Снова начинается, но я попытаюсь, и может, все-таки что-нибудь из этого получится. Предъявив такие требования к самым крупным из звезд нашей литературы и раскритиковав их мимоходом, сквозь зубы, бездоказательно, я с о з н а т е л ь н о усложняю свою задачу, по крайней мере не кокетничаю с нашим поглупевшим, симпатичным (для Корнеля), бедным, да каким еще бедным, читателем.
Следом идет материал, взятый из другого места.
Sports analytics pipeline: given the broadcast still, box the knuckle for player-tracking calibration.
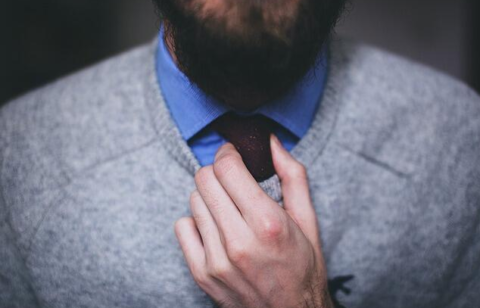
[225,241,249,265]
[191,268,210,288]
[290,162,307,179]
[208,262,232,281]
[175,217,194,234]
[190,190,202,204]
[213,152,241,177]
[259,218,285,241]
[195,166,213,186]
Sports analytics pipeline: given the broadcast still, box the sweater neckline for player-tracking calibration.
[142,38,343,202]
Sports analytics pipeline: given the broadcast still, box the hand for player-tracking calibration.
[175,136,333,308]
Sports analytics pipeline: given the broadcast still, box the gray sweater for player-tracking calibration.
[0,40,480,308]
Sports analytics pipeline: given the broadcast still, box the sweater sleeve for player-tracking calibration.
[436,95,480,308]
[0,110,39,308]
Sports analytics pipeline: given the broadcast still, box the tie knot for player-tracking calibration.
[212,112,275,182]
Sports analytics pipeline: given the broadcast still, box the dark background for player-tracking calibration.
[0,0,480,105]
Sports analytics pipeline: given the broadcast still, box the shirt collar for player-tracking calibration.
[156,26,327,141]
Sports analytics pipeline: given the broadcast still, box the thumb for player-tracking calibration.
[270,134,319,244]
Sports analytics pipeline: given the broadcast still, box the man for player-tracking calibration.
[0,0,480,307]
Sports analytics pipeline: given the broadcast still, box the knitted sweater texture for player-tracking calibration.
[0,39,480,308]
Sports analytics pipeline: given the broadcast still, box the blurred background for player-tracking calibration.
[0,0,480,105]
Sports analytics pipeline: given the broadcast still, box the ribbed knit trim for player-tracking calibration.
[144,39,344,202]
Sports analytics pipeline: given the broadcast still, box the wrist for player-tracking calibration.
[297,285,335,308]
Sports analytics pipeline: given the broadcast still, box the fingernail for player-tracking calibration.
[270,134,283,149]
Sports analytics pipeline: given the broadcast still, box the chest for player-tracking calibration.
[27,148,444,308]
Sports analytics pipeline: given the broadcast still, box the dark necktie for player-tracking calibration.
[212,112,275,182]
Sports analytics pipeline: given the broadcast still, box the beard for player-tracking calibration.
[154,0,347,110]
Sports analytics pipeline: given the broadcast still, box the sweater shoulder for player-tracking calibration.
[332,41,480,174]
[0,41,158,187]
[0,41,161,255]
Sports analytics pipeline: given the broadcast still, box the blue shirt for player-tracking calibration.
[156,26,327,166]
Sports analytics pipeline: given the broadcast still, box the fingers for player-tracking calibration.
[213,143,279,225]
[195,166,249,244]
[190,191,229,263]
[270,135,319,243]
[175,217,206,279]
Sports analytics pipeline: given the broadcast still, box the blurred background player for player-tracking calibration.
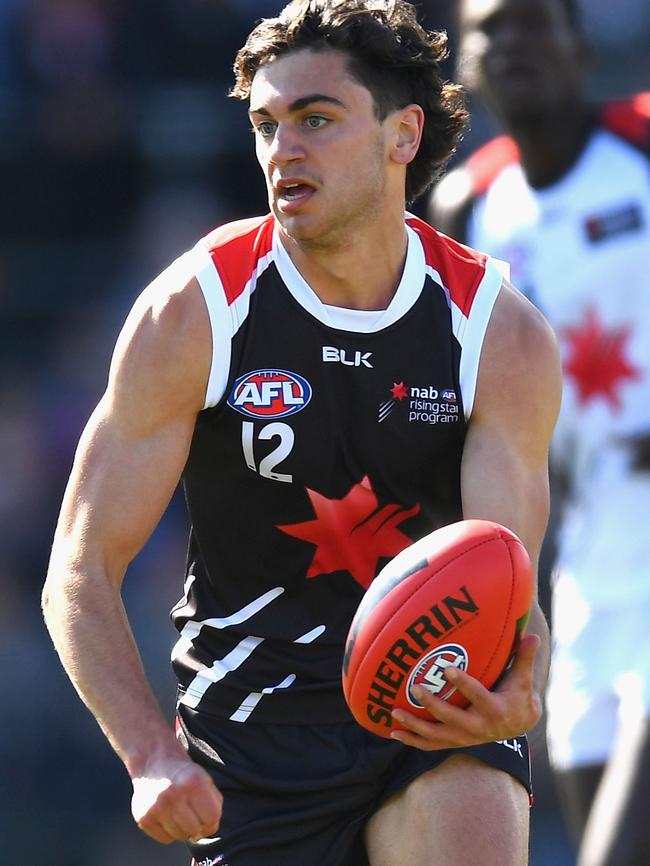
[429,0,650,866]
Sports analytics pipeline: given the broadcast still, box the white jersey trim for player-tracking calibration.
[451,259,507,419]
[192,243,273,409]
[273,224,425,334]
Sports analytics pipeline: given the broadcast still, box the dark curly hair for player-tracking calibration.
[230,0,467,202]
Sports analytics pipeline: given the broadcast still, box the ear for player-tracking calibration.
[390,103,424,165]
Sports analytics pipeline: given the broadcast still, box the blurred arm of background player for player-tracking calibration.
[428,0,650,866]
[43,259,221,843]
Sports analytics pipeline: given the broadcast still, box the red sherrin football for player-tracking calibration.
[343,520,534,737]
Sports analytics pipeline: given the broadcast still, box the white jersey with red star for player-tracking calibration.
[172,216,502,723]
[467,115,650,606]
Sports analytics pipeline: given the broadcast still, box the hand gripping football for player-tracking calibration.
[343,520,534,737]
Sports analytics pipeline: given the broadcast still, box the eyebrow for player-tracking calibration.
[248,93,345,117]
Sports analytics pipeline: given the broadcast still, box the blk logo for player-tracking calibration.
[323,346,372,369]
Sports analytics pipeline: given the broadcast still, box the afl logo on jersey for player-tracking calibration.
[228,370,311,418]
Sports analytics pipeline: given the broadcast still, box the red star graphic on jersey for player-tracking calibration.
[278,476,420,589]
[562,310,641,409]
[390,382,409,400]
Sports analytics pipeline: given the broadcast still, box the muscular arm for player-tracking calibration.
[390,284,561,749]
[43,265,220,842]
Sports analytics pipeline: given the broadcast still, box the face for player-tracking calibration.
[249,50,391,247]
[460,0,584,124]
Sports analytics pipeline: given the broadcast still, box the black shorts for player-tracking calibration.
[179,705,531,866]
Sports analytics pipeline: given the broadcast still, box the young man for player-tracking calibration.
[430,0,650,866]
[44,0,560,866]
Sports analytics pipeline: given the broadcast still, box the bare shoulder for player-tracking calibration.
[476,280,562,435]
[106,248,212,420]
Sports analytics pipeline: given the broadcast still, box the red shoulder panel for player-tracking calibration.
[204,214,273,304]
[407,216,487,316]
[600,92,650,150]
[463,135,520,196]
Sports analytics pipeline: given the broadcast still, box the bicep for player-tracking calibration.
[53,283,211,584]
[461,286,561,561]
[53,400,193,584]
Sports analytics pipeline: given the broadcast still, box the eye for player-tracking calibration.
[253,120,276,138]
[305,114,328,129]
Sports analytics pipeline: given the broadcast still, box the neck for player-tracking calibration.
[279,212,408,310]
[509,106,593,189]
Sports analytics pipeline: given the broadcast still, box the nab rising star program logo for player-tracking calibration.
[227,370,312,419]
[378,382,459,424]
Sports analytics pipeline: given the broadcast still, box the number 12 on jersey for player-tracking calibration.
[241,421,295,484]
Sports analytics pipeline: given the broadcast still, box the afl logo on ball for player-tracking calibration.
[406,643,469,709]
[228,370,311,418]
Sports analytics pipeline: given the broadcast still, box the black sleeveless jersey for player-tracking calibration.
[172,215,501,723]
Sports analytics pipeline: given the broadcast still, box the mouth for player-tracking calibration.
[275,180,316,213]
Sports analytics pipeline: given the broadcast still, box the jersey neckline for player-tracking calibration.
[273,224,426,334]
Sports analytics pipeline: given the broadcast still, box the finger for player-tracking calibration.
[391,717,471,752]
[168,802,204,839]
[511,634,542,676]
[191,777,223,833]
[136,818,177,845]
[432,668,494,708]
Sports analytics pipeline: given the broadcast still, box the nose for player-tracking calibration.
[268,122,305,165]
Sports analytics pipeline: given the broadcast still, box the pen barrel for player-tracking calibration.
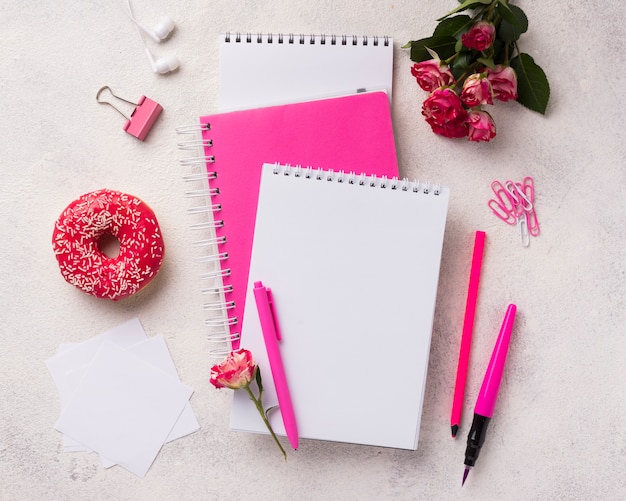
[465,414,491,467]
[474,304,517,417]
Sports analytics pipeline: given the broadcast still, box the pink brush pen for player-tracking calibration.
[461,304,517,485]
[450,231,486,438]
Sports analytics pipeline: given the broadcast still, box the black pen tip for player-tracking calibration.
[461,466,470,487]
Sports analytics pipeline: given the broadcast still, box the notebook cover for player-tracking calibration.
[201,92,398,347]
[219,34,393,111]
[231,165,449,453]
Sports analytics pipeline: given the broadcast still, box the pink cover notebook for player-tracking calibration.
[200,92,398,349]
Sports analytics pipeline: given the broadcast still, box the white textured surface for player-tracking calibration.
[0,0,626,500]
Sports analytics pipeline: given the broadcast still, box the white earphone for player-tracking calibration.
[144,46,180,75]
[131,16,174,43]
[120,0,180,75]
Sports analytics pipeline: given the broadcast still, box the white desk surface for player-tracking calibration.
[0,0,626,500]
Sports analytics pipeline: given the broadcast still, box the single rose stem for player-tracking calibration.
[246,386,287,461]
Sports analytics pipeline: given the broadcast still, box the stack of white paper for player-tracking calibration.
[46,319,199,477]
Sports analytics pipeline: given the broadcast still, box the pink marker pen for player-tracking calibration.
[461,304,517,485]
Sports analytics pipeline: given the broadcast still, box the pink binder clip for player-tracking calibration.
[96,85,163,141]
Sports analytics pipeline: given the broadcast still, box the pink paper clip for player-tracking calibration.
[491,181,516,216]
[522,176,540,237]
[487,198,517,225]
[96,86,163,141]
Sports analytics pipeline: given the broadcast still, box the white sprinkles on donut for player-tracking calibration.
[52,189,164,301]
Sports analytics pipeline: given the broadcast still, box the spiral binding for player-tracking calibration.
[176,110,440,360]
[176,118,240,361]
[224,33,391,47]
[272,164,441,196]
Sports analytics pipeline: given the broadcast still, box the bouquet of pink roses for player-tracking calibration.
[403,0,550,141]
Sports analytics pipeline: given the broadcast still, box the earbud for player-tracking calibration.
[145,47,180,75]
[136,16,175,43]
[120,0,175,43]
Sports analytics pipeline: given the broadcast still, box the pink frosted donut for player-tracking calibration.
[52,190,164,301]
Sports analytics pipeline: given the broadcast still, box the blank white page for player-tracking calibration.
[231,164,449,449]
[219,34,393,111]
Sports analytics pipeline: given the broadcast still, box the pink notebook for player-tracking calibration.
[190,92,398,349]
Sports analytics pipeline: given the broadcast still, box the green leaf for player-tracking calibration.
[511,53,550,115]
[498,5,528,43]
[437,0,492,21]
[256,365,263,392]
[410,36,456,63]
[265,405,278,419]
[433,15,474,38]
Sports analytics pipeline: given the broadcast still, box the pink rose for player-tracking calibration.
[422,88,467,137]
[487,64,517,101]
[461,21,496,51]
[467,111,496,142]
[461,73,493,108]
[209,349,257,390]
[411,59,454,92]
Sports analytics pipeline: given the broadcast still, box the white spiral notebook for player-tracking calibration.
[231,164,449,450]
[219,33,393,111]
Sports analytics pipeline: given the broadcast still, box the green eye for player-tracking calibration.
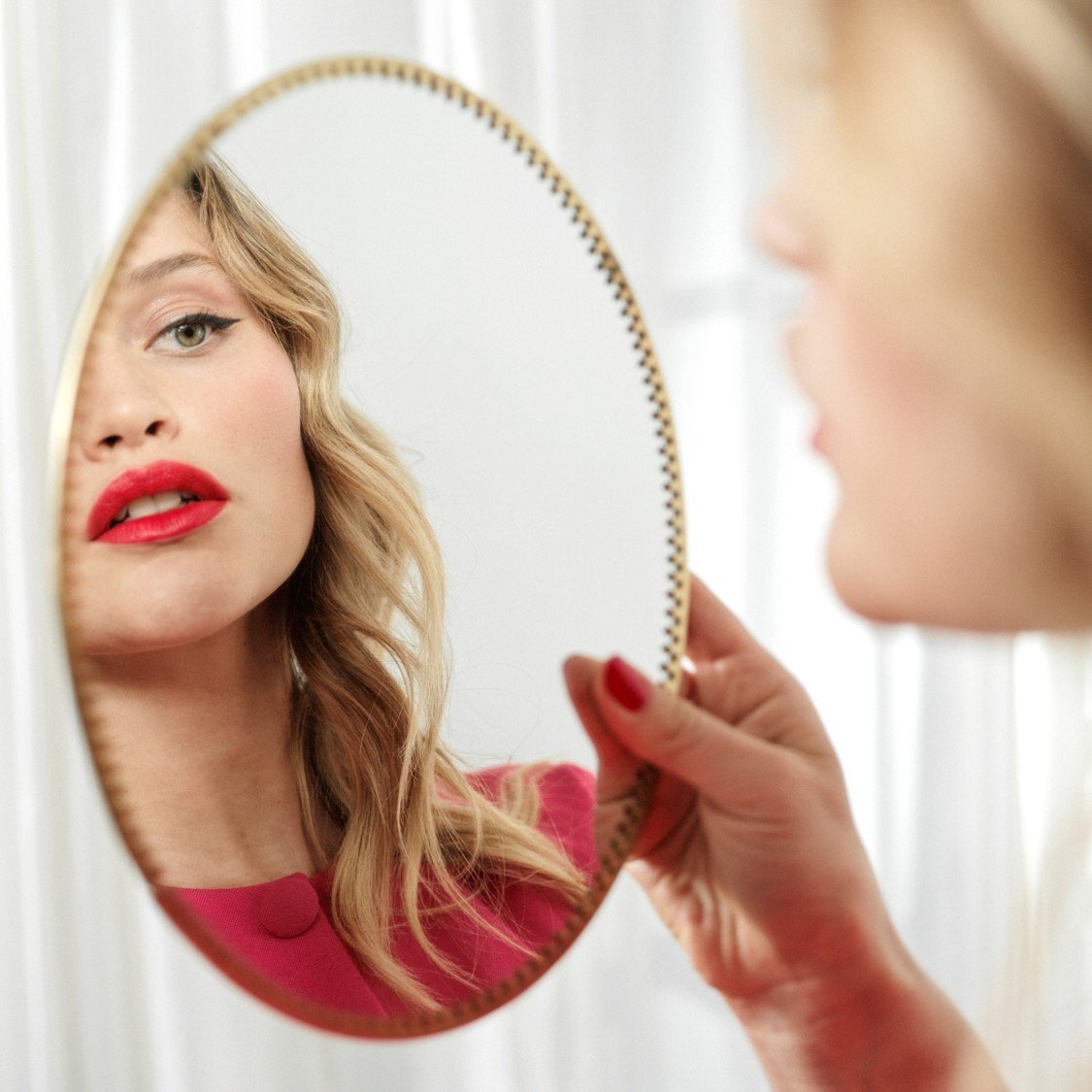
[174,322,209,348]
[153,312,239,352]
Довольно — едем дальше.
3.2
С черного хода вошла Суффретка Нунберг, темное воплощение весенней осенности, символ безвозвратно уходящей жизни, хрупкое, но бездонное и просто гибельное очарование которой хотел увековечить и увековечил-таки в своем вальсе в тональностях фа-мажор и ля-бемоль-мажор тот самый незабвенный говнюк из Закопане, Виткаций. (Может, это нездоровая и неуместная мания, но я обязан писать так.) Суффретка была обворожительна сверх обычной меры. Марцелий почувствовал такой трепет в позвонках, что, казалось, весь мир в этот момент испытал оргазм. — «С ней, в нее, упаковать себя в эту телесную мезгу, держа в стиснутых зубах шматок ее души, — в такие минуты она отдается мне духовно («но ведь это извращение», — шепнул какой-то неведомый голос; «кради мою душу, кради», — как сказал бы поэт). — А та, другая, Русталка, защищалась от меня, желая меня «возвысить» (ах ты, моя дорогая!) до своего возвышенного совершенства в старом, наверняка давно уже и для нее самой вышедшем из употребления католическом Боге. Она не понимала своего счастья, своего единственного шанса (сопряга? или сплёта?) — о глупая! — А теперь ты слушаешь метафизическую галиматью Изи и мысленно обращаешь его в свой деизм (вернее — в теизм) б е з Б о г а, потому что он, собственно, таков, когда ты идентифицируешь понятие Бога с понятием трансцендентального единства бытия — или стремишься к этому компромиссу — ради НЕГО. Но такие компромиссы небезопасны — как бы все это не отомстило нам потом».